SEMARANG, iNewsJatenginfo.id - Dari berbagai pilar peradaban suatu bangsa, pendidikan menempati pilar sentral di dalamnya. Hal ini terjadi karena pendidikan menjadi penentu kualitas sumberdaya manusia di dalam sebuah peradaban. Pendidikan yang baik akan menghasilkan sumberdaya manusia yang baik, sumberdaya yang baik akan menentukan keberlangsungan perekonomian, sosial-budaya, dan segala aspek kehidupan dari sebuah bangsa.
Dalam perjalanannya, pendidikan berkembang secara dinamis. Saputra dan Marcelawati dalam penelitiannya menyatakan bahwa pendidikan merupakan suatu proses yang berjalan secara berkelanjutan, dapat berubah, dan berkembang seiring berjalannya waktu (Saputra & Marcelawati, 2020).
Bangsa Indonesia dalam lintasan sejarahnya memiliki dinamika perkembangan pendidikan yang cukup panjang.

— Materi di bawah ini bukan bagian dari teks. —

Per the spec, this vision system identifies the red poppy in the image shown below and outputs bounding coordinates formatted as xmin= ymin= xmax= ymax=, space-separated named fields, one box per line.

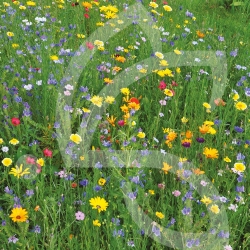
xmin=43 ymin=148 xmax=53 ymax=158
xmin=129 ymin=97 xmax=140 ymax=104
xmin=11 ymin=117 xmax=20 ymax=126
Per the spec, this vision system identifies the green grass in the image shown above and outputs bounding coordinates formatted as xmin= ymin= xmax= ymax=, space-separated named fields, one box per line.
xmin=0 ymin=0 xmax=250 ymax=250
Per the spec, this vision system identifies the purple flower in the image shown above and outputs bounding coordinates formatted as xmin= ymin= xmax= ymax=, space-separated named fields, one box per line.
xmin=8 ymin=235 xmax=18 ymax=244
xmin=152 ymin=224 xmax=161 ymax=237
xmin=181 ymin=207 xmax=191 ymax=215
xmin=235 ymin=186 xmax=245 ymax=193
xmin=79 ymin=179 xmax=89 ymax=187
xmin=230 ymin=49 xmax=238 ymax=57
xmin=234 ymin=126 xmax=244 ymax=133
xmin=75 ymin=211 xmax=85 ymax=220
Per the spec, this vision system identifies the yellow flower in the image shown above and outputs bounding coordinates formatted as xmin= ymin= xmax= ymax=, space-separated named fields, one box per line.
xmin=70 ymin=134 xmax=82 ymax=144
xmin=98 ymin=178 xmax=106 ymax=186
xmin=210 ymin=205 xmax=220 ymax=214
xmin=90 ymin=95 xmax=103 ymax=108
xmin=137 ymin=132 xmax=146 ymax=139
xmin=89 ymin=196 xmax=108 ymax=213
xmin=162 ymin=162 xmax=172 ymax=174
xmin=7 ymin=31 xmax=14 ymax=37
xmin=234 ymin=162 xmax=246 ymax=172
xmin=9 ymin=207 xmax=28 ymax=222
xmin=26 ymin=1 xmax=36 ymax=6
xmin=201 ymin=195 xmax=212 ymax=206
xmin=203 ymin=102 xmax=211 ymax=109
xmin=223 ymin=156 xmax=231 ymax=162
xmin=163 ymin=5 xmax=172 ymax=11
xmin=2 ymin=158 xmax=12 ymax=167
xmin=155 ymin=52 xmax=164 ymax=59
xmin=155 ymin=212 xmax=165 ymax=219
xmin=105 ymin=96 xmax=115 ymax=104
xmin=50 ymin=55 xmax=59 ymax=61
xmin=9 ymin=138 xmax=19 ymax=145
xmin=120 ymin=88 xmax=130 ymax=95
xmin=235 ymin=102 xmax=247 ymax=110
xmin=93 ymin=220 xmax=101 ymax=227
xmin=203 ymin=147 xmax=219 ymax=159
xmin=36 ymin=158 xmax=44 ymax=167
xmin=9 ymin=164 xmax=30 ymax=179
xmin=148 ymin=189 xmax=155 ymax=195
xmin=174 ymin=49 xmax=181 ymax=55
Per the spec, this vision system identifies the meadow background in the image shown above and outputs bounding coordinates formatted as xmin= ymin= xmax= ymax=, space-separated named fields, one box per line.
xmin=0 ymin=0 xmax=250 ymax=250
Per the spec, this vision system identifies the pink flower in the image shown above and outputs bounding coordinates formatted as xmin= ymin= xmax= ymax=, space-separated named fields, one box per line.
xmin=172 ymin=190 xmax=181 ymax=197
xmin=75 ymin=211 xmax=85 ymax=220
xmin=43 ymin=148 xmax=53 ymax=158
xmin=158 ymin=183 xmax=165 ymax=189
xmin=158 ymin=81 xmax=167 ymax=90
xmin=159 ymin=100 xmax=167 ymax=106
xmin=26 ymin=156 xmax=36 ymax=164
xmin=11 ymin=117 xmax=20 ymax=126
xmin=117 ymin=120 xmax=125 ymax=127
xmin=86 ymin=42 xmax=95 ymax=50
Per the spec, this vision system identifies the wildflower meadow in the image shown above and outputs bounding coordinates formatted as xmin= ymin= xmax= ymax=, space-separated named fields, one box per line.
xmin=0 ymin=0 xmax=250 ymax=250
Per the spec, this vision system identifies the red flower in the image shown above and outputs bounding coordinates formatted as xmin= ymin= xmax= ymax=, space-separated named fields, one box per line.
xmin=158 ymin=81 xmax=167 ymax=90
xmin=11 ymin=117 xmax=20 ymax=126
xmin=43 ymin=148 xmax=53 ymax=158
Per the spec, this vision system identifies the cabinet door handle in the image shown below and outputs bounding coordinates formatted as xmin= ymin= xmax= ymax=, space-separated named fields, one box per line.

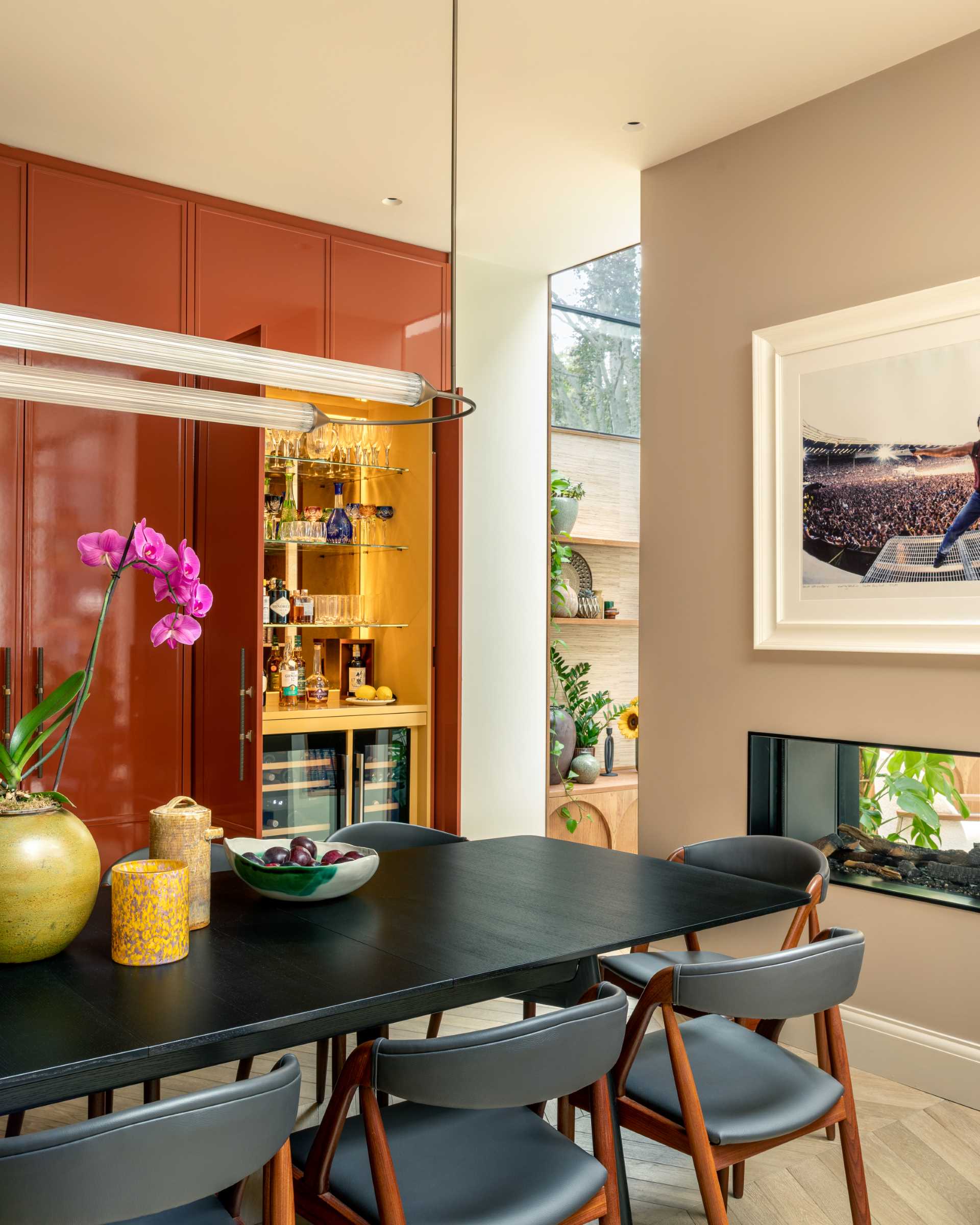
xmin=238 ymin=647 xmax=254 ymax=783
xmin=34 ymin=647 xmax=44 ymax=778
xmin=3 ymin=647 xmax=13 ymax=748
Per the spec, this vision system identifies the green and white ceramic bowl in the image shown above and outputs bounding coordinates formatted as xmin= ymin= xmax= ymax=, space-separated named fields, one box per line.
xmin=224 ymin=838 xmax=380 ymax=901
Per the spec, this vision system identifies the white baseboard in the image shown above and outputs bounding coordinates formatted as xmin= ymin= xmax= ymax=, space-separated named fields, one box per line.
xmin=781 ymin=1004 xmax=980 ymax=1110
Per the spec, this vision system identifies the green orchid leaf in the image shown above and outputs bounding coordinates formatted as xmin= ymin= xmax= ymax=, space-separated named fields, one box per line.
xmin=10 ymin=671 xmax=85 ymax=761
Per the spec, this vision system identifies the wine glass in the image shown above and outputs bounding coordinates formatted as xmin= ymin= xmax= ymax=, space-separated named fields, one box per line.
xmin=377 ymin=506 xmax=395 ymax=544
xmin=360 ymin=502 xmax=377 ymax=544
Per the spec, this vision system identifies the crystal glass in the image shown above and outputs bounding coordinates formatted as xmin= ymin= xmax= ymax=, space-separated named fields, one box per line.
xmin=377 ymin=506 xmax=395 ymax=544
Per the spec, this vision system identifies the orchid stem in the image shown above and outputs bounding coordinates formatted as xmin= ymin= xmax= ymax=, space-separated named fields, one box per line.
xmin=54 ymin=523 xmax=136 ymax=791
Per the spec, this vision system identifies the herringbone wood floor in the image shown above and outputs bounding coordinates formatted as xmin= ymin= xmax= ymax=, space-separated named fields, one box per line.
xmin=9 ymin=999 xmax=980 ymax=1225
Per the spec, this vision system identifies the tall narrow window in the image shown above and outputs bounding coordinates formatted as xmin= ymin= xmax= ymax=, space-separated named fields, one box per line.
xmin=551 ymin=246 xmax=641 ymax=438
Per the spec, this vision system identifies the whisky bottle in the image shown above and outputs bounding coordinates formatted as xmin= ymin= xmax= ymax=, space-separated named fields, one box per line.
xmin=306 ymin=642 xmax=330 ymax=705
xmin=347 ymin=642 xmax=368 ymax=697
xmin=267 ymin=630 xmax=283 ymax=693
xmin=279 ymin=636 xmax=299 ymax=710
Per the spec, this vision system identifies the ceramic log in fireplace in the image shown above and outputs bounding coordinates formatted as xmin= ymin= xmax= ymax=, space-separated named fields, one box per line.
xmin=748 ymin=732 xmax=980 ymax=910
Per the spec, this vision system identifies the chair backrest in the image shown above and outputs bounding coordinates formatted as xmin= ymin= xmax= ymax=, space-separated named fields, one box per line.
xmin=683 ymin=834 xmax=830 ymax=901
xmin=674 ymin=927 xmax=865 ymax=1032
xmin=327 ymin=821 xmax=465 ymax=852
xmin=371 ymin=983 xmax=626 ymax=1110
xmin=101 ymin=843 xmax=232 ymax=885
xmin=0 ymin=1055 xmax=300 ymax=1225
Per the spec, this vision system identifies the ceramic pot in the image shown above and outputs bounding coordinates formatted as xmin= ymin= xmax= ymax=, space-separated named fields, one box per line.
xmin=0 ymin=807 xmax=102 ymax=962
xmin=551 ymin=579 xmax=578 ymax=616
xmin=551 ymin=497 xmax=578 ymax=535
xmin=548 ymin=705 xmax=575 ymax=783
xmin=572 ymin=748 xmax=599 ymax=787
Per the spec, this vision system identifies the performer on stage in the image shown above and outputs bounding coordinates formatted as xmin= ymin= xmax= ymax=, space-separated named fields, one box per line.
xmin=913 ymin=416 xmax=980 ymax=570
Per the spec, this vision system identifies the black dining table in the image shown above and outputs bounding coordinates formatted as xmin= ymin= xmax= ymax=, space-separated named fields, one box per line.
xmin=0 ymin=836 xmax=808 ymax=1225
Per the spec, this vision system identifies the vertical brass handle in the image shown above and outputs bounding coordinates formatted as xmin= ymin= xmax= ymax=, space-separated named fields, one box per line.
xmin=34 ymin=647 xmax=44 ymax=778
xmin=3 ymin=647 xmax=13 ymax=748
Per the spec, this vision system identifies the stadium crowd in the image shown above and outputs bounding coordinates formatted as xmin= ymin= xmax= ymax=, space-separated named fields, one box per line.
xmin=803 ymin=460 xmax=973 ymax=549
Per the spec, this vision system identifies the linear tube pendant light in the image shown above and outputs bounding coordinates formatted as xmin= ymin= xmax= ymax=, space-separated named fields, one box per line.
xmin=0 ymin=361 xmax=330 ymax=434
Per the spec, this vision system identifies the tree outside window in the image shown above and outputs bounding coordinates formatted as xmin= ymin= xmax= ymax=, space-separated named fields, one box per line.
xmin=551 ymin=246 xmax=641 ymax=438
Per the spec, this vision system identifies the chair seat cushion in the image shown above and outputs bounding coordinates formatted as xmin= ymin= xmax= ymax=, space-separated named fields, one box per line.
xmin=117 ymin=1195 xmax=234 ymax=1225
xmin=291 ymin=1101 xmax=606 ymax=1225
xmin=626 ymin=1016 xmax=844 ymax=1144
xmin=599 ymin=948 xmax=731 ymax=987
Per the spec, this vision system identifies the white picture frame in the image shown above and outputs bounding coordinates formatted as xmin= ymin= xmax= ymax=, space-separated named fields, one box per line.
xmin=752 ymin=277 xmax=980 ymax=655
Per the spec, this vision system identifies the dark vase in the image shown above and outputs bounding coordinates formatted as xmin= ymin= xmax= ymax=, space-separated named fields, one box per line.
xmin=548 ymin=705 xmax=575 ymax=784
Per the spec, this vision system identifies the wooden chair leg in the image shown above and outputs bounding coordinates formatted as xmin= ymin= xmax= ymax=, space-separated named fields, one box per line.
xmin=316 ymin=1038 xmax=331 ymax=1106
xmin=330 ymin=1034 xmax=347 ymax=1089
xmin=88 ymin=1090 xmax=108 ymax=1118
xmin=262 ymin=1140 xmax=297 ymax=1225
xmin=814 ymin=1012 xmax=837 ymax=1140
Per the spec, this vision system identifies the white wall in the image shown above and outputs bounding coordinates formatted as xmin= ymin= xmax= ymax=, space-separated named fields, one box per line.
xmin=457 ymin=258 xmax=548 ymax=838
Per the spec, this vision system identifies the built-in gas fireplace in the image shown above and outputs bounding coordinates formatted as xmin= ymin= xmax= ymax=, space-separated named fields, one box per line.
xmin=748 ymin=732 xmax=980 ymax=910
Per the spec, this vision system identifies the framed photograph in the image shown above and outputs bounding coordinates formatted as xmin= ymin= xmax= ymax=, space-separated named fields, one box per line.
xmin=752 ymin=277 xmax=980 ymax=654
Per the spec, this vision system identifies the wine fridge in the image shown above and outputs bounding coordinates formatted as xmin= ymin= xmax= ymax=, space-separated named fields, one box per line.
xmin=262 ymin=731 xmax=349 ymax=842
xmin=352 ymin=728 xmax=411 ymax=821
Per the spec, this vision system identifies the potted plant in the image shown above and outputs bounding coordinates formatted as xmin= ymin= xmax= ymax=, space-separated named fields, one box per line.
xmin=551 ymin=468 xmax=585 ymax=536
xmin=551 ymin=643 xmax=626 ymax=803
xmin=0 ymin=520 xmax=212 ymax=963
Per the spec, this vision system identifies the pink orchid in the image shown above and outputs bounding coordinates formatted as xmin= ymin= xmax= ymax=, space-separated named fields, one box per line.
xmin=153 ymin=566 xmax=195 ymax=604
xmin=150 ymin=612 xmax=201 ymax=650
xmin=132 ymin=518 xmax=178 ymax=575
xmin=177 ymin=540 xmax=201 ymax=582
xmin=79 ymin=528 xmax=126 ymax=570
xmin=186 ymin=579 xmax=214 ymax=616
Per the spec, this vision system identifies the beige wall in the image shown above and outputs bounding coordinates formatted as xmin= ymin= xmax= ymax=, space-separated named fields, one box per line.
xmin=640 ymin=33 xmax=980 ymax=1040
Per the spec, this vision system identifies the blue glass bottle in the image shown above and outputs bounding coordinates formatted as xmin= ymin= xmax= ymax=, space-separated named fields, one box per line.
xmin=326 ymin=480 xmax=354 ymax=544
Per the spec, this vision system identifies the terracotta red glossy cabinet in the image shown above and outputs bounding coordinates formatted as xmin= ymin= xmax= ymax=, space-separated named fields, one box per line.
xmin=0 ymin=158 xmax=27 ymax=744
xmin=22 ymin=166 xmax=191 ymax=863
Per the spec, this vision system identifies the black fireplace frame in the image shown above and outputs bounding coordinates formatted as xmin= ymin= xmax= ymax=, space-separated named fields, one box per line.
xmin=747 ymin=731 xmax=980 ymax=912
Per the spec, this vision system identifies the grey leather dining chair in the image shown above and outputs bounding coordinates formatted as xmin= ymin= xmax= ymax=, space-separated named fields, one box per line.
xmin=291 ymin=984 xmax=627 ymax=1225
xmin=572 ymin=927 xmax=871 ymax=1225
xmin=316 ymin=821 xmax=467 ymax=1102
xmin=0 ymin=1055 xmax=300 ymax=1225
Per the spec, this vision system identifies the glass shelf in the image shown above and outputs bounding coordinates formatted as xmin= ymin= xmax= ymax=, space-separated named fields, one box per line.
xmin=262 ymin=621 xmax=408 ymax=630
xmin=262 ymin=540 xmax=408 ymax=554
xmin=266 ymin=456 xmax=408 ymax=484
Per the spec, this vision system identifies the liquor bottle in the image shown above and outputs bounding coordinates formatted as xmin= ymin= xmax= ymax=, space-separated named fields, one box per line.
xmin=279 ymin=634 xmax=299 ymax=710
xmin=279 ymin=472 xmax=297 ymax=523
xmin=306 ymin=642 xmax=330 ymax=705
xmin=293 ymin=634 xmax=306 ymax=705
xmin=325 ymin=480 xmax=354 ymax=544
xmin=347 ymin=642 xmax=368 ymax=697
xmin=267 ymin=630 xmax=283 ymax=693
xmin=268 ymin=578 xmax=289 ymax=625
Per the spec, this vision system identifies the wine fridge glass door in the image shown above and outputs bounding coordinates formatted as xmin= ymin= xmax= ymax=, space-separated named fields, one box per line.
xmin=262 ymin=731 xmax=349 ymax=842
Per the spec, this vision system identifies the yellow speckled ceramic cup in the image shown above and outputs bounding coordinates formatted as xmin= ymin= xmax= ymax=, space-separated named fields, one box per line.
xmin=113 ymin=859 xmax=190 ymax=965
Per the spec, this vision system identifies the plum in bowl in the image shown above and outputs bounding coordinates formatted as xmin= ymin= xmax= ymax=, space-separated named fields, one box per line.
xmin=224 ymin=837 xmax=379 ymax=901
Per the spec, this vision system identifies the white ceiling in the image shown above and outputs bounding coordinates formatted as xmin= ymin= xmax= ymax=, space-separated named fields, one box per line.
xmin=0 ymin=0 xmax=980 ymax=271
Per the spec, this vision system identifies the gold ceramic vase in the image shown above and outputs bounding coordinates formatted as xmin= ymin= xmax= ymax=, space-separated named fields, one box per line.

Indonesia sudah mengalami dinamika perkembangan pendidikan sejak pra kemerdekaan, baik ketika dalam penguasaan penjajah Belanda maupun Jepang.
Pada masa kemerdekaan dan pasca kemerdekaan, perkembangan pendidikan di Indonesia juga semakin dinamis. Di mana pada awalnya tujuan pendidikan di Indonesia ialah mendidik anak-anak menjadi warga negara yang berguna, yang diharapkan kelak dapat memberikan pengetahuannya kepada negara (Adryamarthanino, 2021).
Dari paparan penulis di atas, hadirnya RUU Sisdiknas di tahun ini merupakan suatu hal yang biasa terjadi, bahkan menjadi sebuah keniscayaan. Mengapa demikian? Karena pada dasarnya konsepsi tentang pendidikan senantiasa berkembang seiring perkembangan zaman.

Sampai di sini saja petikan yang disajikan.